Extrait de l'interview de 1978 (durée 2 heures)
"Il faut prendre garde à l’idée des « Supérieurs Inconnus ». On la trouve dans toutes les mystiques noires d’Orient et d’Occident. Habitant sous la terre ou venus d’autres planètes, géants pareils à ceux qui dormiraient sous une carapace d’or dans des cryptes tibétaines, ou bien présences informes et terrifiantes telles que les décrivait Lovecraft, ces « Supérieurs Inconnus » évoqués dans les rites païens et lucifériens existent-ils ? Lorsque Machen parle du monde du Mal, « plein de cavernes et d’habitants crépusculaires », c’est à l’autre monde, celui où l’homme prend contact avec les « Supérieurs Inconnus », qu’il se réfère, en disciple de la Golden Dawn. [...]
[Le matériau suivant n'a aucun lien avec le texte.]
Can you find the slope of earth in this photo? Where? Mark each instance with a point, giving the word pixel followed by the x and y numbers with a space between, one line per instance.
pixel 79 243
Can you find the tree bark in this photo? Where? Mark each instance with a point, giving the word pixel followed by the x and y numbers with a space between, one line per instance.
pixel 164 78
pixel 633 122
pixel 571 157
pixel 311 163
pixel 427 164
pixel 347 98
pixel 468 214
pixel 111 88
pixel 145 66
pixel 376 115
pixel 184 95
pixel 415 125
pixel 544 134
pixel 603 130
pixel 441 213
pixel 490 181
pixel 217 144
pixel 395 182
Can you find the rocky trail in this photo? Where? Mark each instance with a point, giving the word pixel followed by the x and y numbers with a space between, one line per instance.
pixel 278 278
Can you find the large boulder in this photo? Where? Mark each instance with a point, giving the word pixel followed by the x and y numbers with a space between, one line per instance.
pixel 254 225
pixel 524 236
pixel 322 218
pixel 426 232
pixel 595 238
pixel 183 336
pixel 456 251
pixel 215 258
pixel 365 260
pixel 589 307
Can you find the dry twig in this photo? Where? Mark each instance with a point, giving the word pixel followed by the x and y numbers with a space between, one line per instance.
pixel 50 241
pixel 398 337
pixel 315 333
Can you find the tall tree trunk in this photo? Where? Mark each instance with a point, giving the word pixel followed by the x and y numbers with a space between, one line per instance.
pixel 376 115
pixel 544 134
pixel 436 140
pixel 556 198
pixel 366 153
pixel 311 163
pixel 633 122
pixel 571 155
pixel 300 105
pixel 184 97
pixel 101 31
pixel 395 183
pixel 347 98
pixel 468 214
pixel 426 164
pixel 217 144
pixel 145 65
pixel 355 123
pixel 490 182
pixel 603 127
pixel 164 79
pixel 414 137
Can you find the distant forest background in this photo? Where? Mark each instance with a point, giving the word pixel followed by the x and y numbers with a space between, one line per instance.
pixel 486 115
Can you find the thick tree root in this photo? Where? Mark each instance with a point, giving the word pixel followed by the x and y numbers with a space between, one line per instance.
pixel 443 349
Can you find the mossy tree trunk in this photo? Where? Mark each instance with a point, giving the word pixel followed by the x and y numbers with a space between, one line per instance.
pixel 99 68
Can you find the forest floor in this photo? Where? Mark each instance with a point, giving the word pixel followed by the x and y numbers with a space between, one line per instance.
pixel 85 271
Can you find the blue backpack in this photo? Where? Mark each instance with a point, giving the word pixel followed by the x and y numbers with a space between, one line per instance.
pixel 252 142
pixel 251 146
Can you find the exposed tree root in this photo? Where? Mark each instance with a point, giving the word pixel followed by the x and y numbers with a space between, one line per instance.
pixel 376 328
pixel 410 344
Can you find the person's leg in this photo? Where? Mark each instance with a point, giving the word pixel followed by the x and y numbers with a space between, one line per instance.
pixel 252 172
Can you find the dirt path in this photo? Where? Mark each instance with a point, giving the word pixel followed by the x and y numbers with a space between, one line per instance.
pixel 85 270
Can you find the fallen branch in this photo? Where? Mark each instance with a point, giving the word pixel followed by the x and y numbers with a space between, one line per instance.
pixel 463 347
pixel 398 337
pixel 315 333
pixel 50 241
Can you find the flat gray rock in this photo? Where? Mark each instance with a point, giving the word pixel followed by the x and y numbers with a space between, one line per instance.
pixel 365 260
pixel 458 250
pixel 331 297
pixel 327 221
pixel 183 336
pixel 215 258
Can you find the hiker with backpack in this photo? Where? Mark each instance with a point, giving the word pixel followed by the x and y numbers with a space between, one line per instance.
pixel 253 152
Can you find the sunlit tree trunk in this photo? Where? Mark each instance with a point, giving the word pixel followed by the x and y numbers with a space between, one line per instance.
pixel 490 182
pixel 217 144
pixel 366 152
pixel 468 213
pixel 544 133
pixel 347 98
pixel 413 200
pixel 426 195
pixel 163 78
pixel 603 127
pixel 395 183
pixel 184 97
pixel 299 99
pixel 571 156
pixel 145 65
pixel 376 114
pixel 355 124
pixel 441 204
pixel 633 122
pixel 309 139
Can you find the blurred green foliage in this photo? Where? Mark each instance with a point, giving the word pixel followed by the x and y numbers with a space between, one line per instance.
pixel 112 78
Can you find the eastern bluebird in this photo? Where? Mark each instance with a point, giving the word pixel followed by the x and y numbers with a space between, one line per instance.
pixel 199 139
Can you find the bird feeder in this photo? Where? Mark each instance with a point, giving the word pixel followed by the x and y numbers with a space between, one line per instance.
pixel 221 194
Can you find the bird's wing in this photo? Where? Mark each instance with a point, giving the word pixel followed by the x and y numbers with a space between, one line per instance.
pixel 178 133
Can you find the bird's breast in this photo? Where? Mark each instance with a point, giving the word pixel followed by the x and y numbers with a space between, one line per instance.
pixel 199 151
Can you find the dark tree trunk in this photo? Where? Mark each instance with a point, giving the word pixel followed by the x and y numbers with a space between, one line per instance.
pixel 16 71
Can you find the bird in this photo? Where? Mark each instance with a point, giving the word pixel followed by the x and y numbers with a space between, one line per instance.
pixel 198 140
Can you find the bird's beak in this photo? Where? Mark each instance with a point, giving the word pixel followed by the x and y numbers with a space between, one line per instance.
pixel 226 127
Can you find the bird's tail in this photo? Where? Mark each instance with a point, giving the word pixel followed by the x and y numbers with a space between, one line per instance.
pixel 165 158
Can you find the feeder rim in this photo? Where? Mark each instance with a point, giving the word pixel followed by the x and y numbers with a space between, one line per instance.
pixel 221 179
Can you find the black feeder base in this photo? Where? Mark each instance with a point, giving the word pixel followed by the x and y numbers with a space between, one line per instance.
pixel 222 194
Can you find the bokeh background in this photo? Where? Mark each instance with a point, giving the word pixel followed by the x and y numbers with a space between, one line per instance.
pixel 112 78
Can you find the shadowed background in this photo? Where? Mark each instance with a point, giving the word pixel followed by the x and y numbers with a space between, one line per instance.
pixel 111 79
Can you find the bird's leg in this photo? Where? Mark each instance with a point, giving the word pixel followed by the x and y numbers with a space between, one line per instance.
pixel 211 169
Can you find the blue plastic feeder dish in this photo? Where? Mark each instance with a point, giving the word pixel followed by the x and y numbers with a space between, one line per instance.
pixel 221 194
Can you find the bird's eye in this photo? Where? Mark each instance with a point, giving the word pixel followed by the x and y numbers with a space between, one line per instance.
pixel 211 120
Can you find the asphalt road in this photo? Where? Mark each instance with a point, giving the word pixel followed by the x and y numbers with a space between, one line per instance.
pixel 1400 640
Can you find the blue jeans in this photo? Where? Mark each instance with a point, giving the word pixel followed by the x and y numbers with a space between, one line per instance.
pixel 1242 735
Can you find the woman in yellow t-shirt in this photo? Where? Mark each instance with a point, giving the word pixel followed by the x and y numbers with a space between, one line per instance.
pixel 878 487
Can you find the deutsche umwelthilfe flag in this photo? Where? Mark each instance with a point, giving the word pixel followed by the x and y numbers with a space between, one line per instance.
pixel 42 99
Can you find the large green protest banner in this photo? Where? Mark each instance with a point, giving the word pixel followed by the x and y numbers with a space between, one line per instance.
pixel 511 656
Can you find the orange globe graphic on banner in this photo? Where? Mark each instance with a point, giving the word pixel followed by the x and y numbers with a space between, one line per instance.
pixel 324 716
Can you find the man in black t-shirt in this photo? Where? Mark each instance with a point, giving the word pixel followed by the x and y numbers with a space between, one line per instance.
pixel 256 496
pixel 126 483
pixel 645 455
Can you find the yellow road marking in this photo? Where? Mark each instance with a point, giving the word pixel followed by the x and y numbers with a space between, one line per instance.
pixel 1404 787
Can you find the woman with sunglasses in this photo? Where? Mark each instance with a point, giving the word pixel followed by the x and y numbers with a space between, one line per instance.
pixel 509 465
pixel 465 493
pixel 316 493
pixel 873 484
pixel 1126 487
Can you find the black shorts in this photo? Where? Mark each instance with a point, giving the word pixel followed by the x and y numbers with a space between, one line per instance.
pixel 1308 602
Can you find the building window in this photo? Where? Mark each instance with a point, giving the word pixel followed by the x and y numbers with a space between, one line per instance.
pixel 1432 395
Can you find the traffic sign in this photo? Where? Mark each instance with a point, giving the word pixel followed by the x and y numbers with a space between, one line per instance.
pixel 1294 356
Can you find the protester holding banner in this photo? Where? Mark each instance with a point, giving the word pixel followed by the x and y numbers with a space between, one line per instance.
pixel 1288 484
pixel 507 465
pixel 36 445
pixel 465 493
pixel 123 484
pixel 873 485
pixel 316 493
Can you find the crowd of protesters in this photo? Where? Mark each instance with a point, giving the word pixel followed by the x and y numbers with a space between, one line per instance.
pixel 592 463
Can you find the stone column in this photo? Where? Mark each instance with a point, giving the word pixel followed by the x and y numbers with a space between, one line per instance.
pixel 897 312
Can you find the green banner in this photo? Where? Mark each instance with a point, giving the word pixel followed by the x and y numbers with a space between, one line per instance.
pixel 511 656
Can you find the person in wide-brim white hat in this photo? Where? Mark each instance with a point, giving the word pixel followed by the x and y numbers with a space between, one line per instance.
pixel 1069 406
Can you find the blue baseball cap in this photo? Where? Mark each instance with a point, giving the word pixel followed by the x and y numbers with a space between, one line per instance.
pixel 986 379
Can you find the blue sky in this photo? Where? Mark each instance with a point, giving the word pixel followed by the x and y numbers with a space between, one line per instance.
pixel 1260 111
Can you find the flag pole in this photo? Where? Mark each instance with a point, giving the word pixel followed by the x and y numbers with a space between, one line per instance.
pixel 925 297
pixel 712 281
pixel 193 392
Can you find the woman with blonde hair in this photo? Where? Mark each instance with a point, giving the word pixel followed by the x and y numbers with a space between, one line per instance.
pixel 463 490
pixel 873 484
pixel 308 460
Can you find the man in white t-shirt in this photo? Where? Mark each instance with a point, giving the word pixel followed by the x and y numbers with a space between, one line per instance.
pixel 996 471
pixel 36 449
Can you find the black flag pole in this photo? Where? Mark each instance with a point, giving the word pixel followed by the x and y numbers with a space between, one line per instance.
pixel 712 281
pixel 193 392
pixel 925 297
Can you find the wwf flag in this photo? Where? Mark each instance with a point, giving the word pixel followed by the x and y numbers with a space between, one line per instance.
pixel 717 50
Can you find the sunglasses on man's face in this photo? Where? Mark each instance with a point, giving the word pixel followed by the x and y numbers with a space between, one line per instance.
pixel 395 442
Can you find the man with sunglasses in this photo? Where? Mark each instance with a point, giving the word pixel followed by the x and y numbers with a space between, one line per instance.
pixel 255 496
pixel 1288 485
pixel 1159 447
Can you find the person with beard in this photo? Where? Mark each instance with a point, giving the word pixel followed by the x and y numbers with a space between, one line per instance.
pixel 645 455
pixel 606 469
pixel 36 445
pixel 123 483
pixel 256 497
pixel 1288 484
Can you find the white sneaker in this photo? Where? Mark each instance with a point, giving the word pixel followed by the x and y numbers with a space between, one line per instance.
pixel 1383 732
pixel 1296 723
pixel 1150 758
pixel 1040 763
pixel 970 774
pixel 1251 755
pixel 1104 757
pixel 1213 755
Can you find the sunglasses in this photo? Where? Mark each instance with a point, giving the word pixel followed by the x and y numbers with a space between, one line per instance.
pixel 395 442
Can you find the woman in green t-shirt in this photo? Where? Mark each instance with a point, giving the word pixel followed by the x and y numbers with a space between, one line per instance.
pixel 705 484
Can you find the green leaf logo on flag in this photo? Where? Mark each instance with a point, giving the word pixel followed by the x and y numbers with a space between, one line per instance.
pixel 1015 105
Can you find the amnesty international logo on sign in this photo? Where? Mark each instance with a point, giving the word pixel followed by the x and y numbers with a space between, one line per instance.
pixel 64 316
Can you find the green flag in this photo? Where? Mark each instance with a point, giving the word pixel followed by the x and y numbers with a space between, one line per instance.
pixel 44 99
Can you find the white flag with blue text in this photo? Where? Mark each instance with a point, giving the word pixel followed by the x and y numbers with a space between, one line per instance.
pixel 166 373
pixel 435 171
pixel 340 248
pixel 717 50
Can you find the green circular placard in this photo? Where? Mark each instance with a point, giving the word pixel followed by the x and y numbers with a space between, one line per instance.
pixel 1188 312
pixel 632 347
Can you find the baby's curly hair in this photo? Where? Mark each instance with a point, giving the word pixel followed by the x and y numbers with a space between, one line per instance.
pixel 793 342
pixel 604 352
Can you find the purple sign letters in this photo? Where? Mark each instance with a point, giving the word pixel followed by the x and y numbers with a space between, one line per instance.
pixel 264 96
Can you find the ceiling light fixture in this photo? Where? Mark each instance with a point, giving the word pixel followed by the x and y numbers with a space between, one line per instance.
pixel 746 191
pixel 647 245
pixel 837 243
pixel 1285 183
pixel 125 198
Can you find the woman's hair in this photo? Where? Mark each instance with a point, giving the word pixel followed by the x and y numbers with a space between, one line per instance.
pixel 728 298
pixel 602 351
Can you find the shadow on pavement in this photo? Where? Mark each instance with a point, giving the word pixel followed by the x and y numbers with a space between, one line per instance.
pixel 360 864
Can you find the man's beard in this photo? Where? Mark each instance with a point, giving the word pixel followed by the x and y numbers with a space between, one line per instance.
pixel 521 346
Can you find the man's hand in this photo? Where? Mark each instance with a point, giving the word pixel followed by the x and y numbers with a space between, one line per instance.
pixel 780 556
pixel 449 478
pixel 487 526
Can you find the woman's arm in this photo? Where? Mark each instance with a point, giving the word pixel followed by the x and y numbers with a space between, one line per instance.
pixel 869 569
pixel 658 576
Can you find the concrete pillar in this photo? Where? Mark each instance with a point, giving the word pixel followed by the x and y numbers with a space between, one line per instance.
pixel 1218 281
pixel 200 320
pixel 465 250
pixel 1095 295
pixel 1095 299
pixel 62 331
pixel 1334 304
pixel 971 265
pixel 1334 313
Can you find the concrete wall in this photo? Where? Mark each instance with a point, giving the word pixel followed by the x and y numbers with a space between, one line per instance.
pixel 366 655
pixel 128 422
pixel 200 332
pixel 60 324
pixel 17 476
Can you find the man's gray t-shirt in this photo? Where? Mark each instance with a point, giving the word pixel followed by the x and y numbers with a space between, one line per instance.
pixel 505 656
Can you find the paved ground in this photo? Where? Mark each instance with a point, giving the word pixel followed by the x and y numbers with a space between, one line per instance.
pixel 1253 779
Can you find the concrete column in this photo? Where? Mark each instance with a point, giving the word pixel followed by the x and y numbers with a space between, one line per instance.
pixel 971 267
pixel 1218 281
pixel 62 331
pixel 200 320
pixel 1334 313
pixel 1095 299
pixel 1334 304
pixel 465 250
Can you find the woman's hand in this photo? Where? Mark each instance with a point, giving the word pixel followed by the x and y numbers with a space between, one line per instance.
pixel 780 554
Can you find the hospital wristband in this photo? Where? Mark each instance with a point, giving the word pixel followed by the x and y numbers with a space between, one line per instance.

(...) Samuel Mathers avait fondé la Golden Dawn. Mathers prétendait être en rapport avec ces « Supérieurs Inconnus » et avoir établi les contacts en compagnie de sa femme, la sœur du philosophe Henri Bergson. Voici un passage du manifeste aux « Membres du second ordre » qu’il écrivit en 1896 :
« Au sujet de ces Chefs Secrets, auxquels je me réfère et dont j’ai reçu la sagesse du Second Ordre que je vous ai communiquée, je ne peux rien vous dire. Je ne sais même pas leurs noms terrestres et je ne les ai vus que très rarement dans leur corps physique… Ils me rencontrèrent physiquement aux temps et lieux fixés à l’avance. Pour mon compte, je crois que ce sont des êtres humains vivant sur cette terre, mais qui possèdent des pouvoirs terribles et surhumains… Mes rapports physiques avec eux m’ont montré combien il est difficile à un mortel, si avancé soit-il, de supporter leur présence. Je ne veux pas dire que dans ces rares cas de rencontre avec eux l’effet produit sur moi était celui de la dépression physique intense qui suit la perte du magnétisme. Au contraire, je me sentais en contact avec une force si terrible que je ne puis que la comparer à l’effet ressenti par quelqu’un qui a été près d’un éclair pendant un violent orage, accompagné d’une grande difficulté de respiration… La prostration nerveuse dont j’ai parlé s’accompagnait de sueurs froides et de pertes de sang par le nez, la bouche et parfois les oreilles. » [...]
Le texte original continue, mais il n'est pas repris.